Évidemment, les choses seront plus dures pour les artistes en lancement ou en développement, certains devront attendre plus longtemps. Néanmoins, chez Alias, nous venons de signer de nouveaux artistes, même si nous n’avons pas encore de perspective de tournée pour l’instant. J’entends d’ailleurs qu’Alias n’est pas la seule structure de production à signer actuellement de nouveaux artistes sur son catalogue. C’est peut-être une bonne période à ce niveau, paradoxalement !
Comment le secteur du live se prépare-t-il à reprendre ses activités, malgré un calendrier toujours provisoire ?
Le secteur du live a déjà été très affecté par la vague de terrorisme et diverses perturbations sur les transports (grèves, émeutes, etc), qui ont éloigné le public des salles. Ce nouvel obstacle, certes plus extrême, ne fait que s’ajouter à une série déjà longue. Une structure comme la nôtre, d’une quinzaine de salariés, peut survivre avec un an de manque à gagner, grâce à une année 2019 plutôt bonne, et ce malgré des pertes colossales. Si la reprise n’a pas lieu en janvier 2021, rien n’est moins sûr. On peut en tout cas être sûr que cette année blanche se fera ressentir sur au moins trois ans. Je crains des premiers dépôts de bilan pour des petites structures dès septembre.
Nous rencontrons aussi un problème avec l’embouteillage de reports et de nouvelles dates sur la saison pour l’instant établie pour la reprise.
Nous avons payé autant que possible nos partenaires, techniciens, pour les dates qui ont été annulées, mais on ne pourra faire plus - nous devons garder de la trésorerie pour régler nos salaires, et certains dirigeants ont déjà réduit les leurs.

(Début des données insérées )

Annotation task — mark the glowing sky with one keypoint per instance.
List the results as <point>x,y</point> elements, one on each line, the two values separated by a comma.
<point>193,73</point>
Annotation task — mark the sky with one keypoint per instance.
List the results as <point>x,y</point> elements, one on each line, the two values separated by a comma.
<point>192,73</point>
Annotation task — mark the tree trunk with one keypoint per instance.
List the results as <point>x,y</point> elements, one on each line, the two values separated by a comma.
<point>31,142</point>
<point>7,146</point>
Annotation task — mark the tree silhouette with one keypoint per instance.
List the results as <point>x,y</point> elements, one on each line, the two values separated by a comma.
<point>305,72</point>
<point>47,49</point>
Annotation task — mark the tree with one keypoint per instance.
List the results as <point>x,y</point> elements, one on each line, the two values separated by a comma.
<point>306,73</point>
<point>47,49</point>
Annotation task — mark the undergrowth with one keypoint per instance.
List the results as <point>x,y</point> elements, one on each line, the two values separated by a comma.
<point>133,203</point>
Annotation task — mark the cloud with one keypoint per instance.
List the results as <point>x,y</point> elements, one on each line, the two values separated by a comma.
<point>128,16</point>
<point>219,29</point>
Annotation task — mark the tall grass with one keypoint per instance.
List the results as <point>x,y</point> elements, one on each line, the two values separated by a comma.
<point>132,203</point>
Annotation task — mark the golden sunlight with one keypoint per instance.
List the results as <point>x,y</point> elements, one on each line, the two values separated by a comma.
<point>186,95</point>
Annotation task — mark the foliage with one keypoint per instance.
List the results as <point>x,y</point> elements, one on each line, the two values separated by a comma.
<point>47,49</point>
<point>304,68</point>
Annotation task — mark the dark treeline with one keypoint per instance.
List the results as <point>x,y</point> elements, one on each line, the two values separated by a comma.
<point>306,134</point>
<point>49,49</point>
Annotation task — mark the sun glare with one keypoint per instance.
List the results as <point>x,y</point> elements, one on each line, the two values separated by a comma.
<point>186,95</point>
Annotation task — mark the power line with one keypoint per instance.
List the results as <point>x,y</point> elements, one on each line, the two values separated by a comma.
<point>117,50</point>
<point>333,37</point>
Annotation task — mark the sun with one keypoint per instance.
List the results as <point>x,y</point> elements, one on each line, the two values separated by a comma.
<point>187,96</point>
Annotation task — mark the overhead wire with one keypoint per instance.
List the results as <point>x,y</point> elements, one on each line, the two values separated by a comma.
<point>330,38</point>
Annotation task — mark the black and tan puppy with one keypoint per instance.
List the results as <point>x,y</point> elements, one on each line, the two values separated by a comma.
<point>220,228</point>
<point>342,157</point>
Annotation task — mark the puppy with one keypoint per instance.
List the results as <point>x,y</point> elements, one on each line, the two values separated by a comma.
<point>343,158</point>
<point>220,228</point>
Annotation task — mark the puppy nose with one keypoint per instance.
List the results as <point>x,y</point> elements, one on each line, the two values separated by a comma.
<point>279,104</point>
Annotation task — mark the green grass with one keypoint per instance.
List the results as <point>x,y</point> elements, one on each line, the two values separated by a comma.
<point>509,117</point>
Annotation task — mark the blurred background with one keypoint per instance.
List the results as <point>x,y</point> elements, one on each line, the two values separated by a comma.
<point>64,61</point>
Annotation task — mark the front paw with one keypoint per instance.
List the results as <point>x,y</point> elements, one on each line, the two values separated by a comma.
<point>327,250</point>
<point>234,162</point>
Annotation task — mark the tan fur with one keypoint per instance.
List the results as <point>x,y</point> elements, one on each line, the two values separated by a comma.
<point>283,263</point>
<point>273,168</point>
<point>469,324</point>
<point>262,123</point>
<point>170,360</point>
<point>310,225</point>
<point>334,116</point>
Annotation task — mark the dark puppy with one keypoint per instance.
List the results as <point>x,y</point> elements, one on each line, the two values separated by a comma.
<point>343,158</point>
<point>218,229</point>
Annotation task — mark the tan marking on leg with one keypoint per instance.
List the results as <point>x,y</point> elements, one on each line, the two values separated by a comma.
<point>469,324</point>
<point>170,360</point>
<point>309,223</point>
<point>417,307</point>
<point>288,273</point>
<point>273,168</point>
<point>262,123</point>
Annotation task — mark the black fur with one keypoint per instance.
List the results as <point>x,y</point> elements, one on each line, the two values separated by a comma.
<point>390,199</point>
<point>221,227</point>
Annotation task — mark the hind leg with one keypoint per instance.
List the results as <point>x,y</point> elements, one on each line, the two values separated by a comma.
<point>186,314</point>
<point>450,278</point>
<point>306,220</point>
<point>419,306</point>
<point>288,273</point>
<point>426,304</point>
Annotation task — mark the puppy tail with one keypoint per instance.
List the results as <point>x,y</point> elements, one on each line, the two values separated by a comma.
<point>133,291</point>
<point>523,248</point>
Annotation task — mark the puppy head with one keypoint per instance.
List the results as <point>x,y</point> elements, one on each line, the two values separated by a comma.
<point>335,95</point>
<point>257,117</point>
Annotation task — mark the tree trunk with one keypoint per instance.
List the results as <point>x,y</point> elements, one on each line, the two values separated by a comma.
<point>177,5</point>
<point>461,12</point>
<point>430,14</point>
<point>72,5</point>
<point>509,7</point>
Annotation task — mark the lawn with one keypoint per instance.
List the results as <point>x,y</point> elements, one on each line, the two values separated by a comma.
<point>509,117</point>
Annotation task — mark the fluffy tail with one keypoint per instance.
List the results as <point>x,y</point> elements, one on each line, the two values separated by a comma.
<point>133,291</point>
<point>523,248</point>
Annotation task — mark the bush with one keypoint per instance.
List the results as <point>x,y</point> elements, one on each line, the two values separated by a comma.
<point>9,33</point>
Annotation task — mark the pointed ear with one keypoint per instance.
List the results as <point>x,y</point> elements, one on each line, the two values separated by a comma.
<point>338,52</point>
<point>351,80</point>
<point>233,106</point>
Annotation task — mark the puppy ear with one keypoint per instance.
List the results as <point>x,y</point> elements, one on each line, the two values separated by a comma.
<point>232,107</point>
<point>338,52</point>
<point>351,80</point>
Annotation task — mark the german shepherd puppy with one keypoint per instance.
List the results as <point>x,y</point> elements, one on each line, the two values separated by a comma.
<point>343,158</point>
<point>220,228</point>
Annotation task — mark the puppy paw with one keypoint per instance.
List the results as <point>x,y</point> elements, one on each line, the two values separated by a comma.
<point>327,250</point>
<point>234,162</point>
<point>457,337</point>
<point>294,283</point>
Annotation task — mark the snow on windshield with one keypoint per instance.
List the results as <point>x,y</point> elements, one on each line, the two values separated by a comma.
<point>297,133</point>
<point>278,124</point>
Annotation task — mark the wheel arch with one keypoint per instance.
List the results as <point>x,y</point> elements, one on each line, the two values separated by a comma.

La situation des intermittents qui collaborent avec nous, certes privilégiée par rapport aux artistes étrangers, est préoccupante : leur indemnité de base à 1 400 €, ne permet pas de vivre dans une grande ville avec une famille à charge. C’est aussi du côté des loueurs de scènes ou de matériel son et lumière que les dégâts sont alarmants.
La date de reprise étant encore incertaine, l’organiser demeure complexe. Nous avons par exemple voulu réserver 3 soirées à la Salle Pleyel pour un de nos artistes, mais ils ne peuvent confirmer l’option. Si nous ne pouvons disposer que d’une demi-jauge pour raisons sanitaires, financièrement le spectacle est infaisable, et la salle elle-même ne peut pas réduire son prix de location, elle a ses propres frais de fonctionnement à régler.
Nous rencontrons aussi un problème avec l’embouteillage de reports et de nouvelles dates sur la saison pour l’instant établie pour la reprise, à savoir hiver-printemps 2021. Il est presque déjà impossible de trouver des dates dans la plupart des salles, toutes saturées.